La Certosa di Parma
ottobre 27th, 2009 by Blanche in Autore, Genere, Romanzo, Stendhal
Ottavo nonché ultimo romanzo di Stendhal, La certosa di Parma è un’opera ambientata in Italia, paese tanto amato dall’autore, mentre i precedenti Armance e Il rosso e il nero si svolgevano nella Francia contemporanea.
La tradizione racconta che Stendhal (pseudonimo di Henri-Marie Beyle) lo abbia scritto in cinquantadue giorni alla fine dell’anno 1838 durante una volontaria reclusione dell’autore, o meglio che lo abbia dettato, parola per parola, a un abile copista, unico estraneo autorizzato a ficcare il naso nell’antro dell’artista.
Il protagonista del libro Fabrizio Del Dongo è un giovane nobiluomo milanese, figlio illegittimo della moglie del Marchese Del Dongo e di un soldato napoleonico. Preso dagli ideali di libertà di cui Napoleone si faceva portatore, decide di armarsi e di andare a combattere a fianco dell’Imperatore in Belgio, dove assisterà attonito alla rovina di Waterloo nel 1815.
La scena delle battaglia viene descritta attraverso lo sguardo di Fabrizio che non si rende conto di quello che sta succedendo fra palle di cannone fischianti, disertori allo sbaraglio, furti di cavalli e stordenti cariche di fanteria prussiana.
Questo passaggio è diventato famoso in quanto indica lo smarrimento dell’individuo al cospetto dei grandi avvenimenti storici, ma anche, singolarmente, l’impossibilità di connettere gli avvenimenti reali se scorti da un totale punto di vista soggettivo.
Ritornato a Parma, Fabrizio è preso sotto l’ala protettrice della zia, la duchessa Sanseverina, donna matura e seducente, e inizierà una carriera brillante ecclesiastica che lo porterà fino all’arcivescovato di Parma.
Interessante la fantasia dell’autore che crea una fantomatico Principato di Parma storicamente mai esistito (giacché a quell’epoca Parma era compresa nel Ducato di Parma e Piacenza), e descrive in maniera esemplare il complesso microcosmo della corte, con tutti i suoi delicati equilibri.

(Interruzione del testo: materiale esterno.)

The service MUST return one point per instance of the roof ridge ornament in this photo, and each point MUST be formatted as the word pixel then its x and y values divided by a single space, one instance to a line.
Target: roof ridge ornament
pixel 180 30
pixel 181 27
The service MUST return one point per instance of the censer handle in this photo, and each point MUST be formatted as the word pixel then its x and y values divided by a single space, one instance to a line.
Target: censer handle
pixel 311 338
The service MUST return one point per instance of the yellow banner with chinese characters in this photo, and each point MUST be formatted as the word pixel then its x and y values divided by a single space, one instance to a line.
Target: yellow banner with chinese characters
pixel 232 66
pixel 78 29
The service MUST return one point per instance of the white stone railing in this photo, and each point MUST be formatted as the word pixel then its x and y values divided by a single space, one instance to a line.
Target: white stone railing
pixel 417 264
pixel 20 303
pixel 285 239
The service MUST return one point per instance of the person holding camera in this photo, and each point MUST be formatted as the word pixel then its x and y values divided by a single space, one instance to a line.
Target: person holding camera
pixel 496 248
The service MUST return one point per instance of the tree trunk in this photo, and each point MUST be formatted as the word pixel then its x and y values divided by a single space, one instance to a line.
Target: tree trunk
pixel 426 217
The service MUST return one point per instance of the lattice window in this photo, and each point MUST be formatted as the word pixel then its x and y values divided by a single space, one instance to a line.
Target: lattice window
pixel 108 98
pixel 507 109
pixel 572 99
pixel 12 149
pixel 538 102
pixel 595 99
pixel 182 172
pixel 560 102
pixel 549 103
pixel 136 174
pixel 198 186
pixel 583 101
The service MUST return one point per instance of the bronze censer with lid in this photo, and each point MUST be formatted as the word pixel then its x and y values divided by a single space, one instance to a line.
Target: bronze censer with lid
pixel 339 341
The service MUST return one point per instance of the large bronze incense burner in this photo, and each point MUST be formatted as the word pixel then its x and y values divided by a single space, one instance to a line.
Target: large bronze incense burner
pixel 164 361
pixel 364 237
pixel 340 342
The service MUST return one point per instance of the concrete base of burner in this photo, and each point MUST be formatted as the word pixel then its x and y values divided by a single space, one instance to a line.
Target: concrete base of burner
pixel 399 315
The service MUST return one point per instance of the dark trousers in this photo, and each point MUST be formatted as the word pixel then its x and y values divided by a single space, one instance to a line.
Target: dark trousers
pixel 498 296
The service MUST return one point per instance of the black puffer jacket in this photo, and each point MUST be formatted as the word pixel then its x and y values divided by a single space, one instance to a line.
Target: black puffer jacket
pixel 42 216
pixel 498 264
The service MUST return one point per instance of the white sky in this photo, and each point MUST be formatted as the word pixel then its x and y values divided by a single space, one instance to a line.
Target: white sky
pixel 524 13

Perseguitato dal potere dispotico che regna a Parma e costretto alla latitanza, Fabrizio viene poi imprigionato. Ritroviamo la tematica della carcerazione come momento di introspezione già notato in altre opere come, ad esempio, ne Il rosso e il nero. Lì, Fabrizio si innamora della bella e giovane Clelia Conti, figlia del governatore della prigione. Dopo una rocambolesca fuga, Fabrizio riesce a raggiungere la carica di arcivescovo di Parma, e a ricongiungersi con Clelia, che gli regala un figlio, Sandrino.
Ma la morte del bambino seguita da quella della madre porta Fabrizio a ritirarsi alla Certosa di Parma, dove non tarderà a seguire nella tomba le persone amate.
Nel finale, Stendhal tagliò circa trecento pagine su ordine dell’editore. Il risultato può essere considerato come il vero testamento del romanziere perché si incrociano tutte le costanti stendhaliene. Michel Crouzet, riconosciuto come uno dei maggiori studiosi di Stendhal, identifica nell’Italia il principale protagonista del romanzo, ossia il personale “mito romantico” dell’autore.